Recycled Organic Living Soil (ROLS) and No Till Thread

Steelheader3430

Well-Known Member
I couldn't find the heavy stuff anywhere. I just bought some. $5.99 for 15 gallon. It would have been a way to kill time but screw it. I've put too much into this to screw it up with diy bags. I recently found out we have acres or sphagnum peat bogs that are at least 20 feet deep. Local farmers have been digging at them for over 50 years.
 

foreverflyhi

Well-Known Member
I couldn't find the heavy stuff anywhere. I just bought some. $5.99 for 15 gallon. It would have been a way to kill time but screw it. I've put too much into this to screw it up with diy bags. I recently found out we have acres or sphagnum peat bogs that are at least 20 feet deep. Local farmers have been digging at them for over 50 years.
Do u know more about the sphagnum peat bogs? For example how long they have been there?

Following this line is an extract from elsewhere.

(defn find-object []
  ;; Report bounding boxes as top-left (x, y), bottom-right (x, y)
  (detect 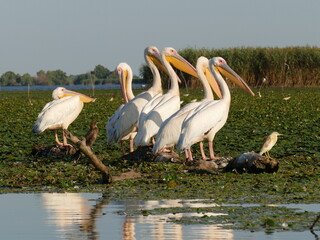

Any history behind that area? Animals? Insicts?

i ask because even if its local, and even if local farmers are taking some for themselves, one thing i kno about these types of ecology is that they are very fragile, and take thousands of years.
Not trying to be a downer but i wouldnt dig into those bogs
 

RedCarpetMatches

Well-Known Member
I couldn't find the heavy stuff anywhere. I just bought some. $5.99 for 15 gallon. It would have been a way to kill time but screw it. I've put too much into this to screw it up with diy bags. I recently found out we have acres or sphagnum peat bogs that are at least 20 feet deep. Local farmers have been digging at them for over 50 years.
That's some premo shit...rent a dump truck and fill 50 gallon drums of the water!!! Worlds gonna end way before these tree hungers think. Space queen's coming for us!!!
 

Steelheader3430

Well-Known Member
I don't know any in depth things about them. But I do know the stuff grows faster than some people think. I got a big ass bale from the store so I'm all set. Just thought it was interesting.
 

mrwood

Well-Known Member
I don't know any in depth things about them. But I do know the stuff grows faster than some people think. I got a big ass bale from the store so I'm all set. Just thought it was interesting.
....Just saw a TV show about 'mystery bodies in the bog', told a story of finding bodies centuries old, preserved in irish bogs. AND it talked a little about the makeup of bogs, organic value, farming bogs, etc. Pretty interesting!
 

boblawblah421

Well-Known Member
This is what I thought. Thanks pyroot ;) So I'll take the coco out of my foliar and just stick to kelp, aloe, occasional alfalfa, and protekt/agsil (thinking about horsetail). Anyone foliar with HT? To cold to grow here and I found a place that sells leaf for 10$/#
Sitting here reading... Wondering if anyone was gonna answer your question.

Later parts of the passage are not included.